Comparison of Cl−-absorption in the intestine of the seawater- and freshwater-adapted eel, Anguilla anguilla: Evidence for the presence of an Na-K-Cl cotransport system on the luminal membrane of the enterocyte
Abstract
The mechanism(s) of absorption of chloride ions (Cl-absorption), as measured by the short-circuit current (Isc, μA·cm−2), was investigated in the intestinal middle part of the seawater-(SW) and the freshwater-(FW) adapted eel. Tissues, mounted in an Ussing chamber and continuously perfused by gravity flow on both sides with 20 mM HCO3− - 1% CO2 Ringer's solution at pH 8.0, developed a serosa-negative transepithelial voltage (Vt, mV) and an Isc that were both lower in FW-adapted than in SW-adapted eels.

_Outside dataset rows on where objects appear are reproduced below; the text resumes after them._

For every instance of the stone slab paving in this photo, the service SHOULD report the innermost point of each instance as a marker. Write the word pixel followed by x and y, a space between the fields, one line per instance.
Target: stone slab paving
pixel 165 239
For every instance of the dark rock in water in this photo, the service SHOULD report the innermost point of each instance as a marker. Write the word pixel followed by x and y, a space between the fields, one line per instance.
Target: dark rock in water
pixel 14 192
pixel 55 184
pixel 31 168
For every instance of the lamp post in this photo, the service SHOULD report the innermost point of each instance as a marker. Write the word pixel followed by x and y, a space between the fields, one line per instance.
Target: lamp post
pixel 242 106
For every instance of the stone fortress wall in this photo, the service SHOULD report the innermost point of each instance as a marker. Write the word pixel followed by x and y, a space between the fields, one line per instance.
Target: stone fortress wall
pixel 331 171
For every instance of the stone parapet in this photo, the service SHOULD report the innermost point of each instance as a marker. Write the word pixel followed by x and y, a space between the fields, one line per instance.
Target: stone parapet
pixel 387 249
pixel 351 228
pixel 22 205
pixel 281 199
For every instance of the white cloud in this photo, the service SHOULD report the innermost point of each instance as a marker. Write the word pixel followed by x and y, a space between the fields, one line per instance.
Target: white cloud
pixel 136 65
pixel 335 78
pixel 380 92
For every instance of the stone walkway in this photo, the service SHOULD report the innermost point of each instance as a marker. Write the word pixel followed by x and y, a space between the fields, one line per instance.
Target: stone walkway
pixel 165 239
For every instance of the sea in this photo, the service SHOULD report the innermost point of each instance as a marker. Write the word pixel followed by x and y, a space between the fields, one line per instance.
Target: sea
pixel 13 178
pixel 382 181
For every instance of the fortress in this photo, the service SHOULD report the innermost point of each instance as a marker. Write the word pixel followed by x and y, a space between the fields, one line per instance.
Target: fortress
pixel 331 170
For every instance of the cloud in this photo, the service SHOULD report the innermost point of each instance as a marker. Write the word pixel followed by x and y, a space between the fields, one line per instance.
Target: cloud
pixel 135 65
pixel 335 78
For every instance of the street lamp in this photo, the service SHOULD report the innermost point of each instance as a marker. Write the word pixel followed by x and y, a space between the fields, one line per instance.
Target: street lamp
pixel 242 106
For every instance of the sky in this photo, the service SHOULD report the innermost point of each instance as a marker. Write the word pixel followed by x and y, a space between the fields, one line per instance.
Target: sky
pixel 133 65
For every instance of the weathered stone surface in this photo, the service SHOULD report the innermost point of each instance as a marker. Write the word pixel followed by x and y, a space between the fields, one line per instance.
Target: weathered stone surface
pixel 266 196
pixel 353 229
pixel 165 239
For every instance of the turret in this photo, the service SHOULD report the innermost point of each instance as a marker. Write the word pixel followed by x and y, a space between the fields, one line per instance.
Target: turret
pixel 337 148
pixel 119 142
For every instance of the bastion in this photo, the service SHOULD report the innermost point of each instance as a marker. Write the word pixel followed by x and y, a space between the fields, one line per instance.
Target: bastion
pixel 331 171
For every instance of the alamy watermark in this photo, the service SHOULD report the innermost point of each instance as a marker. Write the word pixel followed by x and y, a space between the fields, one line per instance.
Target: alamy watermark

Bilateral removal of Na+ or Cl− from the bathing solutions reduced both electrical variables to zero. Removal of K+ from or addition of Ba2+ (1 mM) to the luminal bath markedly decreased Isc and Vt. When a K+-free plus Ba2+-containing solution perfused the lumen, Isc and Vt were almost completely abolished. Luminal bumetanide (10−5 M), an inhibitor of Na+-K+-2Cl− cotransport, reduced Isc and Vt by about 90% in a few minutes.
Amiloride (10−3 M) and DIDS (4,4′-diisothiocyanostilbene-2,2-disulphonic acid; 10−4 M), inhibitors of Na+/H+ and Cl−/HCO3− exchangers, and hydrochlorothiazide (10−4 M), an inhibitor of the Na-Cl symport, had no effect on Isc and Vt when added luminally. Serosal ouabain (10−3 M) abolished Isc and Vt in about 30 min. All the above experimental manoeuvres led to similar results in both SW-adapted and FW-adapted eels.
The data suggest that in the intestine of both SW and FW eels, Cl−-absorption is mediated by a luminally located neutral Na+-K+-2Cl− cotransport system. The basolaterally located Na+, K+-ATPase, by generating an inwardly directed electrochemical gradient for Na+, provides the driving force for the active accumulation of Cl− by the electroneutral cotransporter. The K+ accumulated is refluxed by a Ba2+-inhibitable luminal K+ conductance. © 1992 Wiley-Liss, Inc.